Umfangreiche Vorbereitungen für die Veranstaltungen würden buchstäblich über Nacht zunichte gemacht. Das sei frustrierend, kostspielig und mißachte die kulturellen Bedürfnisse der Gäste. Kultur sei ein Lebensmittel – gerade auch in der jetzigen bedrohlichen Situation.

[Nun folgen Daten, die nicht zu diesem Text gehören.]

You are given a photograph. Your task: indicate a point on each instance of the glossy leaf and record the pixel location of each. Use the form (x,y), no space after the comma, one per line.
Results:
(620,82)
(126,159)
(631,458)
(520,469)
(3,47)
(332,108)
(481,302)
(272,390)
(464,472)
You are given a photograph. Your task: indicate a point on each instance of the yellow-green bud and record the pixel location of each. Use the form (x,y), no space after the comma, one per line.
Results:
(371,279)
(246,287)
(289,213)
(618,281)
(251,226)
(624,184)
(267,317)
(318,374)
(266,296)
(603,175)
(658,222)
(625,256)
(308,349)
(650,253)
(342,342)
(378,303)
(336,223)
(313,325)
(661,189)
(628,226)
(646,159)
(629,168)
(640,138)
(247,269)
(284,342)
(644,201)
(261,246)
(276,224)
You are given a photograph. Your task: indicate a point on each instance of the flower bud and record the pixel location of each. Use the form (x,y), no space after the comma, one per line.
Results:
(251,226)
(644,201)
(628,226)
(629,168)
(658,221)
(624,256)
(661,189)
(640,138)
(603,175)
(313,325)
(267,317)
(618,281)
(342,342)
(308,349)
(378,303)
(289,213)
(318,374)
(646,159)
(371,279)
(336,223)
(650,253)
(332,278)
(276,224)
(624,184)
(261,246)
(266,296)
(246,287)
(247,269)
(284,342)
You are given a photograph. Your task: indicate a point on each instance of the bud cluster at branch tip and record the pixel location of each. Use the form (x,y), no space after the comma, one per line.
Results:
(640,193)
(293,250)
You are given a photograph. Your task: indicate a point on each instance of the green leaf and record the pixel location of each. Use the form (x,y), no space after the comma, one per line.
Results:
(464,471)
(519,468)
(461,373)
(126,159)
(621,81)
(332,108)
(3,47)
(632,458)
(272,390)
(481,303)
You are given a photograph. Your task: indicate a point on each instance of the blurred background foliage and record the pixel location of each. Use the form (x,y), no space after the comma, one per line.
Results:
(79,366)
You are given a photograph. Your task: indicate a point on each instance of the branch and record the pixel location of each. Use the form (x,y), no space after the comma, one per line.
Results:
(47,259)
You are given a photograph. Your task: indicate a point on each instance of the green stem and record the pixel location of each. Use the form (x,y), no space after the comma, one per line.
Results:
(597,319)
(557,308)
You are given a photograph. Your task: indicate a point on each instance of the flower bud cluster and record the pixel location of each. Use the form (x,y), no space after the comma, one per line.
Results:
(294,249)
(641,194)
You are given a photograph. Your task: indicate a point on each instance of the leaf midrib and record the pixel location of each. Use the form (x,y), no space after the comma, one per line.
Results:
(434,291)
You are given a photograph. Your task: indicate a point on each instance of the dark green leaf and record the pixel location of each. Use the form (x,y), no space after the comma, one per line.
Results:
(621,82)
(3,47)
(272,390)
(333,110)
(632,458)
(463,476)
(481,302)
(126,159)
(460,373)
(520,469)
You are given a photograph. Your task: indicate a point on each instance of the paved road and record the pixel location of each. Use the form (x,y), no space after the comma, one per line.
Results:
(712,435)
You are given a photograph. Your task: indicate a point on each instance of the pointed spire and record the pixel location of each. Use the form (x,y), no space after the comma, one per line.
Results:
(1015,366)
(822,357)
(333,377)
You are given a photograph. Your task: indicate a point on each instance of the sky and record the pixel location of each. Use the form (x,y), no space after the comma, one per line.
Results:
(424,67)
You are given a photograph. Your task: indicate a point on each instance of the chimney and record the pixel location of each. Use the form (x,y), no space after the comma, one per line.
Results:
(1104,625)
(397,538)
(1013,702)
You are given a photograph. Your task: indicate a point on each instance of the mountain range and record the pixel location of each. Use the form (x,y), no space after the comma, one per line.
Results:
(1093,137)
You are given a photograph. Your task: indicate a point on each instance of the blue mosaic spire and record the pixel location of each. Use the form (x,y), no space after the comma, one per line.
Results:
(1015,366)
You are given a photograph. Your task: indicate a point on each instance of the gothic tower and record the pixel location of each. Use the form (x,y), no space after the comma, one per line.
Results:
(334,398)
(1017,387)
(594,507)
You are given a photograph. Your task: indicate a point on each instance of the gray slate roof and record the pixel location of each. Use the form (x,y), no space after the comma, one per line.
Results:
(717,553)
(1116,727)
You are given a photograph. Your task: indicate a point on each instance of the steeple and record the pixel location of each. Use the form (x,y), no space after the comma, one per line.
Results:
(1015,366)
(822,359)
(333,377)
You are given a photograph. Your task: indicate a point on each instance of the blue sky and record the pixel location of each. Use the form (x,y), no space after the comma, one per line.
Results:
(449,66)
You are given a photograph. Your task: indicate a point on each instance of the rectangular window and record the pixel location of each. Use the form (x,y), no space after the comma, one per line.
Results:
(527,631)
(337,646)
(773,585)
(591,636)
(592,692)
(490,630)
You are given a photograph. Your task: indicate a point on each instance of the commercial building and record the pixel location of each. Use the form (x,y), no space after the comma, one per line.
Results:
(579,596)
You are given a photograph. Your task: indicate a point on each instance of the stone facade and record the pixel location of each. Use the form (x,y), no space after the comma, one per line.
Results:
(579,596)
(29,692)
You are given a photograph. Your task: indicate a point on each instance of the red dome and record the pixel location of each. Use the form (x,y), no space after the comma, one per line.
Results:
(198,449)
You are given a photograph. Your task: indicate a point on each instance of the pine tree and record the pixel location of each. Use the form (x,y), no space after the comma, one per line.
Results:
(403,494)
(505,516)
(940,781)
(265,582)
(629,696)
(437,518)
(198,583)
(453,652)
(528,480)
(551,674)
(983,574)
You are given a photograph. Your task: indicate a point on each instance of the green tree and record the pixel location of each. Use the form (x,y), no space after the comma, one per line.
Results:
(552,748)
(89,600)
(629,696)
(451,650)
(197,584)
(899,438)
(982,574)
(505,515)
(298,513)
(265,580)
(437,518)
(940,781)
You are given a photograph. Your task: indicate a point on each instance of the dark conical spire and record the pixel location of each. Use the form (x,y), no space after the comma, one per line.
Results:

Dr. Christian Bräuer, der Vorsitzende der bundesweiten „AG KINO – Gilde Deutscher Filmkunsttheater“, in der die Kachelofenfabrik Mitglied ist, hat jüngst erklärt: „Nach fast zwei Jahren Erfahrungen mit der Pandemie braucht und verdient die Kultur eine differenzierte Betrachtung, die das tatsächliche Gefährdungspotenzial berücksichtigt. In der aktuellen Situation müssen Maßnahmen dort ergriffen werden, wo sie etwas bewirken. Was wir brauchen, ist Planbarkeit, Verlässlichkeit sowie ein klares kulturpolitisches Aufbruchssignal.“

Die derzeitigen Maßnahmen seien das genaue Gegenteil, heißt es in der Erklärung der KOF weiter. Es finde keine Differenzierung statt – weder in Bezug auf die räumliche Situation der Aufführungsorte, noch auf den gesellschaftlichen Stellenwert der Film- und Theaterkunst – und sei damit Ausdruck einer „tiefgreifenden Gedankenlosigkeit und Ignoranz gegenüber den Künstlerinnen und Künstlern und anderer Kulturschaffenden“

Im September habe sich der Chef der Staatskanzlei, Staatssekretär Dr. Heiko Geue, inzwischen Finanzminister, bei der Verleihung der Kinokulturpreise in Schwerin im Kino Capitol gesagt: „Wir stehen an der Seite der Kinos. Wir brauchen sie.“ Sinngemäß habe sich auch Ministerpräsidentin Manuela Schwesig an gleicher Stelle geäußert und den kulturellen Stellenwert der Kinos – namentlich auf dem Lande – herausgehoben. Bei der Verschärfung der Corona-Maßnahmen – zunächst auf 2G+ und nun beim Lockdown – zeige sich, dass dies leere Worte seien. „Wir vermissen eine differenzierte Betrachtungsweise, die die konkreten räumlichen Gegebenheiten berücksichtigt und gerade in der derzeit angespannten gesellschaftlichen Situation das mit bedenkt, was die noch amtierende Staatsministerin für die Kultur und die Medien, Monika Grütters,  z.B. Ende Oktober 2019 in Hannover anläßlich der Programmpreis-Verleihung an „Deutschlands beste Programmkinos“ gesagt hat: „In einer Gesellschaft, in der der Ton immer rauer wird, tragen die Programmkinos zu Verständnis und Verständigung bei und stärken damit das Rückgrat unserer Demokratie. Ich bin überzeugt: Kinos werden mehr denn je als Ortre des Austauschs und der Verständigung gebraucht – gerade dort, wo Kultureinrichtungen dünn gesät sind: in kleinen Städten, in ländlichen Regionen.“ 

„Wenn diese Kulturorte nicht gefährdet werden sollen, müssen sie von den Entscheidungsträgern unserer Gesellschaft auch entsprechend behandelt werden, d. h. konkret: 3G wäre gut. Und wenn das – angesichts steigender Coronazahlen – nicht geht, dann bitte 2G. Die verschärfte Regelung 2G+ kommt einem Lockdown gleich“, so Horst Conradt, Kinoleiter und Kulturbeauftragter in der Alten Kachelofenfabrik. Diese Position war auch die einhellige Meinung und konkrete Erfahrung von rund 150 Mitgliedern/KinobetreiberInnen der AG KINO-GILDE, die am letzten Dienstag zu einem bundesweiten Online-Treffen versammelt waren.